The Truly Disturbing vs. The TRULY DISTURBING

I always tell myself that I aim to create work that’s truly disturbing — that’s not just gory or creepy or weird, but that has a genuine, insidious effect on an ontological level. I want to make things that the viewer or the reader cannot recover from, that they feel changed by having encountered … work that provides no answers, no reassurance, no room for denial or reconciliation. Work that is the sworn enemy of repression of any kind.


And yet, I know, I still want to be an artist, an aesthete, not someone bringing about real change in the real world.

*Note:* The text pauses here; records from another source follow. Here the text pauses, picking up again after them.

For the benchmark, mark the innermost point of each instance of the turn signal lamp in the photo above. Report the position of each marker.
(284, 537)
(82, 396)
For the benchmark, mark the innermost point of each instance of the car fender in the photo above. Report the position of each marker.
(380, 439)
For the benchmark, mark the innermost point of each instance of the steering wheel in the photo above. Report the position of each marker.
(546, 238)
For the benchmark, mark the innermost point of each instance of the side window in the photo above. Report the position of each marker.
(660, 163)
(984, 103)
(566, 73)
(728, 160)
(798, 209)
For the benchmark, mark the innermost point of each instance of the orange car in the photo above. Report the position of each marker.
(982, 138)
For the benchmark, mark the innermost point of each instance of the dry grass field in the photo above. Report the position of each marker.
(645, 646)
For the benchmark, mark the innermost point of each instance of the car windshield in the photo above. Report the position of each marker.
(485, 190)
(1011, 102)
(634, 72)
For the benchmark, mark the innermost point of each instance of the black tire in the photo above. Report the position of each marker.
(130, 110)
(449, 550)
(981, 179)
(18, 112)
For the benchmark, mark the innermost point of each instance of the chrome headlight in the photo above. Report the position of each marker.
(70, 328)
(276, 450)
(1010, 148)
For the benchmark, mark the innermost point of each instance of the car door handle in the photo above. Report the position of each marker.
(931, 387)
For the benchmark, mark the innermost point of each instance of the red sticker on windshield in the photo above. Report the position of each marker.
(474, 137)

Thus, I want my work to be ‘truly disturbing’ and yet somehow still comforting due to the fact that it’s art — a form contained within a certain medium, accessible only to those who choose to engage with it — and not reality. This is certainly a comfort to me.


I know that, beneath all this, is the realm of the TRULY DISTURBING — the place where art doesn’t matter, where intellect doesn’t matter, where the entire human race doesn’t matter. And this is a place I’m as scared as anyone to go to. It’s a place I work very hard to avoid ever having to even consider.


So I may aspire to create art that’s truly disturbing, but I’m still a coward. Maybe more so than most people, who at least accept that there are real things they’ve repressed, and are happy to go on repressing those things for as long as possible, without clinging to the belief that exploding repression somehow liberates the mind from the terrors that seek to annihilate it.